Excerpt from Maya: A Novel by C. W. Huntington, Jr. Please note: this excerpt contains strong language.
My alarm went off just before sunrise. Today I would meet Nortul. If I were going to arrive at Delhi University by midmorning, I needed to get an early start. I knew the trip through the old city would take at least an hour by auto rickshaw—especially since traffic would be worse than usual because of the recent election. I cleared a place in one corner of the room where I could meditate and settled in.
There was an open window above the door to my room—which could not be closed—and before long I could hear people outside going to and from the communal bathrooms. They were shouting to each other, singing, whistling, and yelling at their kids.
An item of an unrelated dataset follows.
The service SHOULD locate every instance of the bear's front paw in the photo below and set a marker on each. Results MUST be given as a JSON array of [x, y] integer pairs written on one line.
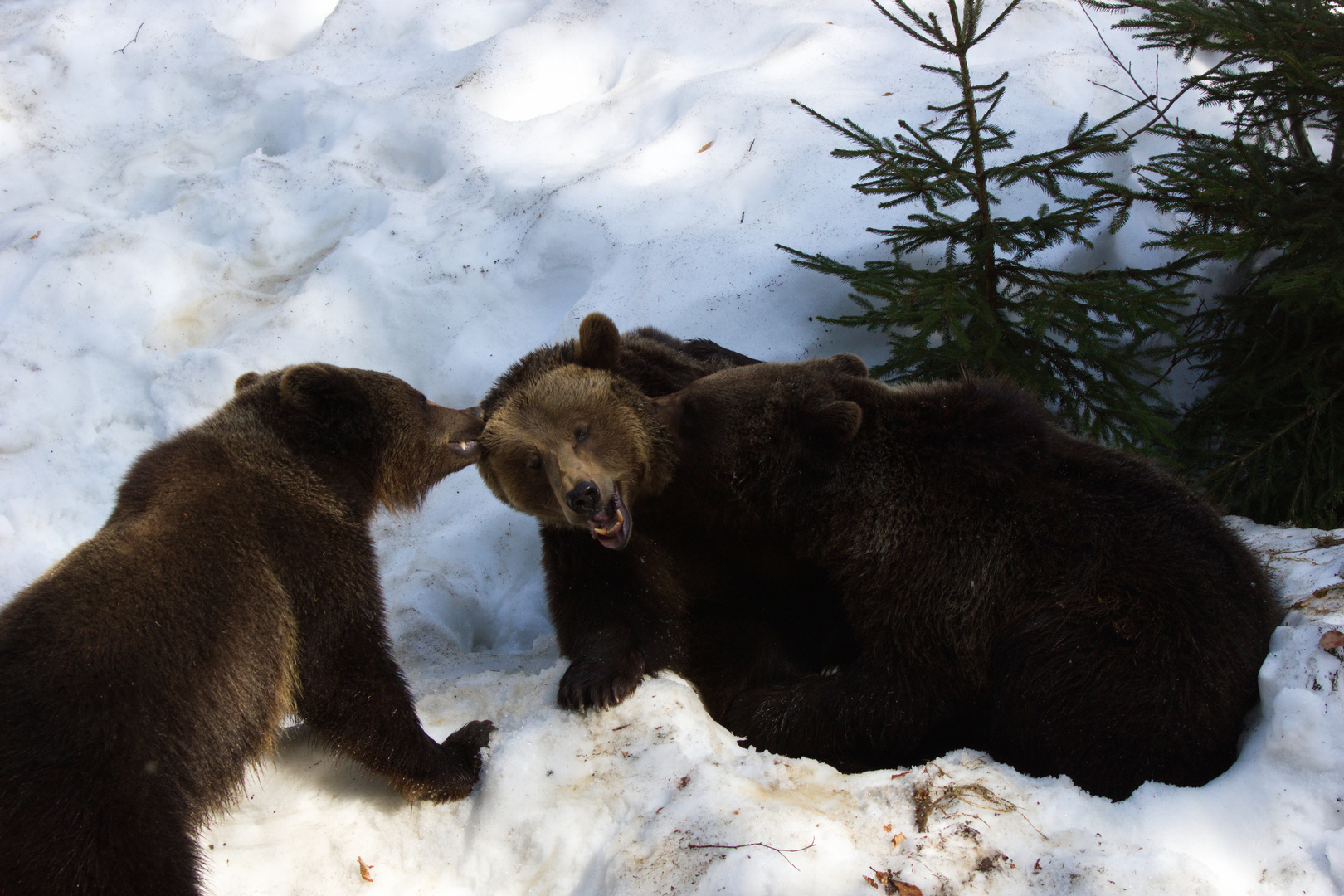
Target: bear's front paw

The sounds reverberated up and down the hallway as if it were a gymnasium. Every now and again someone would slam the door with such force that the walls shook. I was already in a dismal mood, and the racket outside my room made it worse. My attention jumped from one sound to the next, and every sound was the catalyst for a frenzy of self-righteous indignation. How could people be such totally thoughtless assholes? Looking at my mind was like standing knee deep in the middle of a stinking, polluted swamp that extended out to the horizon in every direction. Anger and irritation, guilt and regret and fear, all of it smothered in an endless toxic babble of thought. Me, me, and more me, as far as the eye could see. I sat there with my eyes closed for about two hours, watching things come and go, until finally I’d had enough. By that time it was around seven; I opened the drapes and sunlight exploded into the room.
I took my towel and headed down the hall for a shower. After that I went downstairs for breakfast. Over a pot of coffee, I took stock.
Nortul Rinpoche was sorting through a collection of old texts that had been brought, in the early sixties, from impoverished monasteries in the hinterlands of eastern Ladakh, a region that is politically Indian but culturally and linguistically a part of Tibet. For the first time, it occurred to me that this was the very same region where Colonel Singh from Corbett Park had commanded a regiment during the Sino-Indian War. He had actually talked with Penny and me about the artifacts in these monasteries. How is it that I had never before made this connection? Singh himself could have been involved in shipping these very texts to Delhi.
In any event, it was possible that the material in these crates had not been studied—or even looked at—for several generations. The tiny monasteries in eastern Ladakh were provincial, to say the least. The texts now being stored at Delhi University’s library came from monasteries that had been isolated fro the political and scholarly centers of Tibet for hundreds of years. It was at least conceivable that some of them may have been safely locked away from the outside world since the ninth century or earlier, when this area played a critical role in the transmission of Buddhism to Tibet.
It was just as Penny had said that evening in Corbett—Ladakh had been a crossroads of the Buddhist world. Beginning in early Christian times, and perhaps even before, there was a steady stream of traffic passing back and forth between Mediterranean Europe and Beijing. Merchants moved along trade routes passing near this area on their way to and from Kashgar, on the edge of the Taklamakan desert. And in the third century, when Buddhism was just beginning to enter China, this was where Indian Buddhist monks and Chinese scholars met. Kumarajiva—one of the most famous Chinese translators—journeyed to Ladakh and studied Sanskrit there with Indian pundits, who sent him back to An Jing with bundles of texts, including scriptures on the perfection of wisdom and commentaries by Nagarjuna and other early Indian masters. Several hundred years later, Buddhist teachings began to filter into Tibet via this same route. And now, another thousand years down the road, several crates of texts from the region had been transported to the library of Delhi University, where they were at this very moment being pried open by the lama I had been sent to meet.